Иешке, сухопарый и смуглолицый, типичная картофельная душа, окинул блюдо мрачным взглядом, но, отведав одно-другое, признал, что ливерная колбаса превосходна; заявление это ввиду обычной неразговорчивости Иешке заслуживало внимания, оно позволило господину Шмицу больше не сдерживать свой аппетит и снять с закуски пробу; он и доктора Хонига призвал помочь Иешке, но Хониг предпочел дожидаться своих виноградных улиток, а покуда их не принесли, наблюдать за сотрапезниками: за чопорно вытянувшимся Иешке, который, не расстегнув ни единой пуговицы на своей форменной тужурке, с размаху втыкал вилку в очередной ломтик, и за упакованным в тугой упругий жир Шмицем — чуть ли не лежа на тарелке, он почти без умолку, однако вполне удобопонятно витийствовал, что не мешало ему быстро и со смаком поглощать пищу; впрочем, не то чтобы он был толст-в такую примитивную формулу господин Шмиц не укладывался, — просто это был человек, который годами исправно питал себя, и только всем наилучшим, а это, как считал доктор, отнюдь не то же самое, что набивать брюхо. Между прочим, уже на пороге «Анн де Бойё» господин Шмиц спросил доктора, не пострадает ли его классовое достоинство от того, что с ними за один стол сядет шофер, и Хониг ответил, что это, пожалуй, серьезное посягательство, но он, так и быть, это выдержит. Господину Шмицу можно было и даже требовалось отвечать иронически, он не выносил льстивого поддакивания — «мне не нужны подбрехунчики», — и это делало общение с ним терпимым, хоть и несколько утомительным.
Подкрепившись, они через Орлеанские ворота покинули Париж в машине господина Шмица; доктор Хониг сидел впереди, рядом с шофером, господин Шмиц сзади, один; обивка была кожаная, бледно-лимонного цвета, а там, за безосколочными, тщательно протертыми синтетической губкой стеклами, лежал «обшмыганный», по меланхолическому замечанию господина Шмица, Париж. Вчера, в Версале, он пришел в неистовство, увидев, в каком состоянии находится дворец.
— Ну знаете, просто недопустимо, такую вещь и так обшмыгать, — кипятился он.
Он так и сказал о Версальском дворце — вещь. Доктор пробормотал что-то об изыске, который придает патина, но господин Шмиц не принял возражения.
— Какая там еще патина, — бушевал он. — Просто дерьмо! Если им действительно важно не потерять свое прошлое, пусть хранят вещь в том виде, в каком ее задумал Людовик Четырнадцатый, то есть новешенькой, пусть она сверкает, будто ее построили только вчера.
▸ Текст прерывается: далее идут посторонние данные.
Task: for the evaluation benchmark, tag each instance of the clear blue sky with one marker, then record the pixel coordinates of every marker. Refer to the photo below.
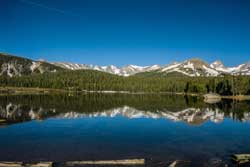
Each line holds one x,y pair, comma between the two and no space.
121,32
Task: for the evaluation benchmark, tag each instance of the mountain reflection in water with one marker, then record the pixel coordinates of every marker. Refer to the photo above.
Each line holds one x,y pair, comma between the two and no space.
15,109
161,128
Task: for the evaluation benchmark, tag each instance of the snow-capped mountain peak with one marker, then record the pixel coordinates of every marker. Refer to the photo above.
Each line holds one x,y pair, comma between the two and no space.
192,67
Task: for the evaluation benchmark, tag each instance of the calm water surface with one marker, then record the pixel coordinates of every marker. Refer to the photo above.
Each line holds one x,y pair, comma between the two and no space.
96,126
«Ах, вот оно что!» — воскликнул про себя доктор, тут же представив сверкающие фабрики господина Шмица в Крефельде; и хотя аргументация патрона до того обезоруживала, что и сказать-то было нечего, все же, поскольку возражение требовалось, он промямлил несколько замечаний насчет природы прекрасного, неизбежности износа, а также нечто по части эстетики и истории.
Но господин Шмиц оставался неколебим.
— Может, вам это и правда кажется красивым так, как есть, но лишь потому, что вы не способны представить себе все это новым.
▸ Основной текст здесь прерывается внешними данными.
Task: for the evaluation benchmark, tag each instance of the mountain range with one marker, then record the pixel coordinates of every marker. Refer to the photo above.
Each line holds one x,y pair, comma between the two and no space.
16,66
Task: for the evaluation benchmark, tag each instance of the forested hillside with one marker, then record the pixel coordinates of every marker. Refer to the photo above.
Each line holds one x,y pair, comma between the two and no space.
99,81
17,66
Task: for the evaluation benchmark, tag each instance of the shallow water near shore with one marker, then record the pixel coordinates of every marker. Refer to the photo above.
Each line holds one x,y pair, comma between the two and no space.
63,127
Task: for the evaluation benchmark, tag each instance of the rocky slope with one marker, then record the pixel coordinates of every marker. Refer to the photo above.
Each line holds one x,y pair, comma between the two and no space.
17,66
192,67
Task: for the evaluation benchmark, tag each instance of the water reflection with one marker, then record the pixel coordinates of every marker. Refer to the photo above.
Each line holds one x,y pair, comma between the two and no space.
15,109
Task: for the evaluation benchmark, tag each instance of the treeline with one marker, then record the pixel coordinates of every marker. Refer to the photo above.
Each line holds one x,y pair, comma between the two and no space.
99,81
И он принялся выкладывать, что знал — а знал он много — о технологии покраски домов во времена позднего барокко; доктор только диву давался.
«Это все-таки забавно», — размышлял он, между тем как Париж уходил вдаль. Франция глазами немца, немецкого «чудо»- строителя, вот он одиноко сидит позади него в глубине сверкающей черной машины, на кожаном сиденье бледно-лимонного цвета, одинокий не только сейчас, нет, вообще окруженный некой неуловимой аурой одиночества, которое он явно переносит с трудом, ведь он и доктора взял с собой на затянувшийся уикенд лишь потому, что нуждается в обществе. В основном поэтому.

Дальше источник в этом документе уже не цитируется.